Vacancy rates have slowed their increase in the first half of 2023, and by the second quarter, they have flattened, reflecting more average, long-term rates. The expectations for multifamily fundamentals in 2023 are slightly below long-term averages, a pace that may feel slow in comparison to the rapid growth witnessed during the pandemic.
Since 2022, cap rates have been rising slowly, and interest rates remain high, causing tight cap rate spreads. The upward pressure on cap rates has, in turn, placed downward pressure on property prices, with declines seen year-over-year for the first time since 2010. Origination volume in 2023 is expected to fall by 17% compared to 2022, amounting to around $370 billion this year.
Following a decline of 1.7% in the final months of 2022, rent growth rebounded in the first half of 2023, with increases reported by both RealPage and Reis, following typical seasonal patterns. However, the growth has been weak compared to previous years, totaling 1.5% nationally as of June 2023, below the annual average growth seen from 2000-2022. The national occupancy rate also fell sharply from record highs of about 97% to 94.7% in 12 months but has started to stabilize. The slowdown in rents at the end of 2022 was due to a decline in demand. Demand returned weakly in the first half of 2023, with just under 100,000 units. A decline in demand towards the end of 2022 can be attributed to a slowdown in household formations, with fewer households being created in 2023 as compared to the previous year.
The overall forecast for 2023 seems relatively stable for the multifamily market, with expected vacancy rates and rent growth closely aligned with historical averages. However, some uncertainty remains due to possible economic slowdowns and elevated new supply levels. The expected gross income growth rate is slightly below average, possibly due to these factors.
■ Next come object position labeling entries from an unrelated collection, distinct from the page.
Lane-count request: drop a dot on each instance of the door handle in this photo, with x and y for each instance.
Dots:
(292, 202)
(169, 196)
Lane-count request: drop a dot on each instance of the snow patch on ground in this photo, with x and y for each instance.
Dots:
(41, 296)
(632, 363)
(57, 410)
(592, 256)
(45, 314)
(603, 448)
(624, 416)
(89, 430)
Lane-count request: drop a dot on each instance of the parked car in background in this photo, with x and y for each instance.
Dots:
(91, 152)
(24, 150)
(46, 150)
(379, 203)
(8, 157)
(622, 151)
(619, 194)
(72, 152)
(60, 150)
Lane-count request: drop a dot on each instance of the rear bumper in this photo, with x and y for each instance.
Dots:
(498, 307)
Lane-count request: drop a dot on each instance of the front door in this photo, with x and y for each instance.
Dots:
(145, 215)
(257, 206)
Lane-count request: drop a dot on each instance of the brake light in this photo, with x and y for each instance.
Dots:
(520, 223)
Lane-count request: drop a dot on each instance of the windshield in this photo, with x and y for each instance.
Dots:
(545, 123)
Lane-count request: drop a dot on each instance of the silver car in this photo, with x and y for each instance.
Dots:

The forecast anticipates vacancies ending at 5.1% and rent growth totaling 3.1% for the year, with gross income growth at 2.8%. These figures are average for vacancy levels but below annual average for rent growth, and 100 bps lower than the historical average for income growth. Factors contributing to this include continued job creation, stable household income growth, downward inflation, and slower economic growth. However, there's a risk of a recession, and if assumptions fail, the high levels of new supply combined with sagging demand may lead to lower multifamily market performance.
If a recession occurs, Moody's expects it to be mild, and multifamily performance would likely be in a similar range to previous slowdowns. Alternatively, stronger-than-expected income growth could push rent growth higher, absorbing high levels of new supply. The ongoing monitoring of the economic and labor market conditions, interest rates, and other factors are essential in understanding and forecasting the multifamily market trends.
Ultimately, the multifamily market in 2023 is shaped by a mix of continued construction in top markets, emerging growth in smaller regions, and economic factors that contribute to a somewhat uncertain, yet largely stable outlook. The focus on top markets and careful analysis of economic indicators will continue to be critical for investors and stakeholders in the multifamily housing sector going forward.